Une piste pour avoir des débats éclairants : organiser des débats contradictoires avec des acteurs fiables qui se respectent et surtout refonder un vrai service public de l’énergie fonctionnant démocratiquement, avec des fonctionnaires indépendants qui peuvent ainsi donner des éléments fiables aux citoyens et au législateur. Hélas, aujourd’hui encore l’opacité qui a accompagné le nucléaire civil à ses débuts, du fait de ses liens structurels avec le nucléaire militaire, demeure toujours forte.
De la sortie du nucléaire
Je reste convaincu que l’impossible gestion des déchets et les risques d’accident plaident pour une sortie progressive de l’énergie nucléaire. D’autres alternatives sont possibles notamment une plus grande sobriété matérielle de nos sociétés et 100% d’énergie renouvelable. Mais ces scénarios ne sont possibles que si nous sortons de la logique d’accumulation mortifère du capital et des inégalités sociales qu’elle génère. C’est possible, c’est le pari que je fais dans mon livre « le Capital c’est nous».
1 Trois unités sont fréquemment utilisées dans le domaine du nucléaire : le becquerel (Bq), le gray (Gy) et le sievert (Sv). Le becquerel (Bq) mesure l’activité (nombre de désintégration par seconde) de la matière radioactive. Anciennement, l’unité de mesure utilisée était le curie (Ci). Un curie (1 Ci) équivaut à 3,7.1010 Bq. On utilise communément le GBq : gigabecquerel ou milliard de Bq). De son côté, le gray (Gy) mesure la dose physiquement « absorbée » par la matière. Elle représente l’énergie absorbée par un kilogramme exposé à un rayonnement ionisant apportant une énergie d’1 joule : 1 Gy = 1 J/kg. Anciennement, l’unité de mesure utilisée était le rad (1 gray = 100 rad). Enfin, le sievert (Sv) est l’unité de mesure des doses équivalente et efficace, qui permet d’évaluer l’impact du rayonnement sur la matière vivante. Ainsi peut-on comparer l’effet d’une même dose délivrée par des rayonnements de nature différente à l’organisme entier, des organes ou des tissus qui n’ont pas la même sensibilité aux rayonnements. Anciennement, l’unité de mesure utilisée était le rem (1 rem = 0,01 Sv).
2 La bioaccumulation désigne le mécanisme par lequel certains organismes (végétaux, animaux, champignons) à absorbent et concentrent dans certaines parties de leur organisme (vivante ou inerte) certaines substances chimiques, éventuellement rares dans l’environnement.
3 https://actu.fr/auvergne-rhone-alpes/saint-priest-la-prugne_42276/un-chemin-contamine-par-des-dechets-radioactifs-dans-un-parc-naturel-d-auvergne_60524364.html
4 Superphénix était un réacteur nucléaire rapide de type surgénérateur refroidi au sodium. Il a été conçu pour être un réacteur de production d’électricité utilisant le plutonium ou du MOX comme combustible. La construction de Superphénix a commencé dans les années 1970 à Creys-Malville. Le réacteur Superphénix a connu des retards de construction et des controverses liées à des préoccupations environnementales et à la sécurité nucléaire. Il a été finalement mis en service en 1986, mais il a été arrêté en 1997 après avoir fonctionné de manière intermittente pendant plusieurs années. Après son arrêt, le réacteur a été démantelé. La technologie des réacteurs surgénérateurs a depuis été largement abandonnée en faveur d’autres approches dans le domaine de l’énergie nucléaire.
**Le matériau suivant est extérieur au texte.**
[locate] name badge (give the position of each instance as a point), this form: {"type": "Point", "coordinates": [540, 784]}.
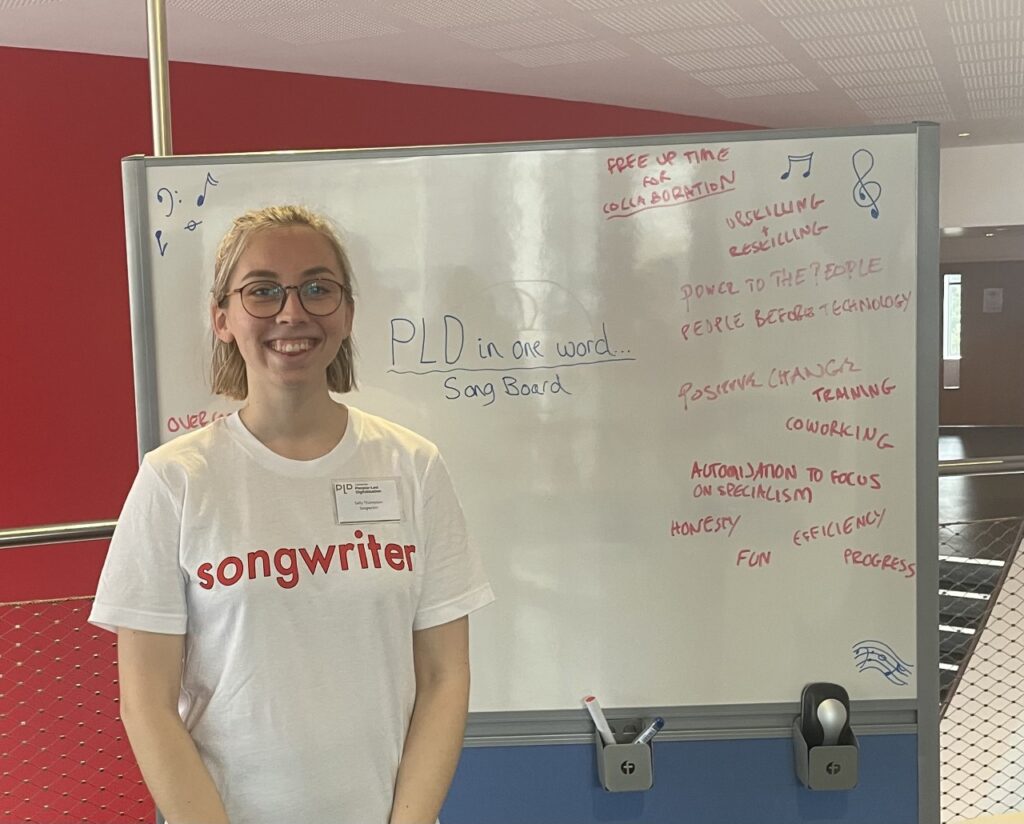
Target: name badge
{"type": "Point", "coordinates": [367, 500]}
5 Astrid était un projet de prototype de réacteur nucléaire français de quatrième génération, de type réacteur rapide refroidi au sodium, porté par le Commissariat à l’énergie atomique et aux énergies alternatives (CEA) dans les années 2010. Il utilisait, comme matières premières, l’uranium 238 et le plutonium extrait des combustibles usés. Le projet est abandonné en 2019.